The project will incorporate 8 main activities that will closely complement CITC’s and Southcentral Foundation’s respective existing behavioral healthcare continua. Those activities, which are linked to the project’s deliverables, and goals, objectives, and outcomes, will be: (i) individual-based peer mentoring sessions, (ii) group-based peer mentoring sessions, (iii) naloxone use trainings, (iv) brief interventions, (v) referrals to primary and behavioral healthcare services, (vi) referrals to wrap-around services, (vii) case management, and (viii) data management.
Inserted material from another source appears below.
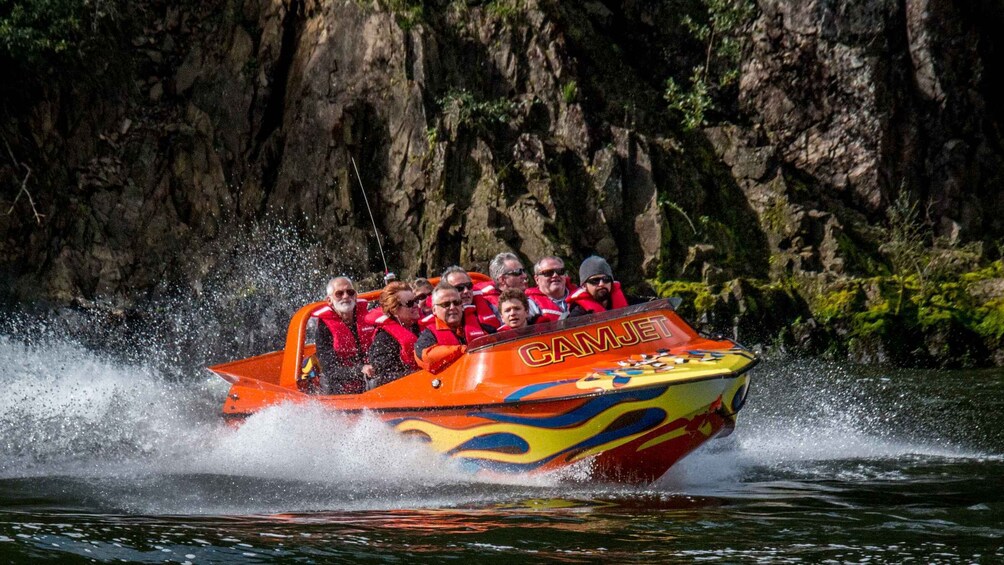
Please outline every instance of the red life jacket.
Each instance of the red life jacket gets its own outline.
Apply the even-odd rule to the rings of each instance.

CITC expects (i) to serve 150 unduplicated residents via individual-based peer recovery support services; (ii) to provide 624 group-based peer recovery support sessions to residents, (iii) to provide 90 unduplicated residents who are receiving substance detoxification services via Southcentral Foundation with referrals to non-peer-related substance use disorder (SUD) treatment and recovery services; and (iv) to produce a memorandum of agreement between CITC and Southcentral Foundation, a group-based peer mentoring plan, a services coordination plan, and a services catalogue.
The project’s service area will be the Anchorage MSA, which is composed of the Municipality of Anchorage consolidated city-borough and the Matanuska-Susitna borough in Alaska.
With its 398,328 residents, the Anchorage MSA represents over 54% of Alaska’s total population. And of those residents, 57,072—or over 14%—are AN/AI (race alone or in combination).
The project’s target population will be AN/AI adults who have SUDs and seek SUD treatment and recovery services. Importantly, the project will also serve non-AN/AI individuals.
Among all racial groups in Alaska, AN/AI residents have the highest poverty and unemployment rates and the highest opioid-related naloxone intervention, hospitalization, and death rates.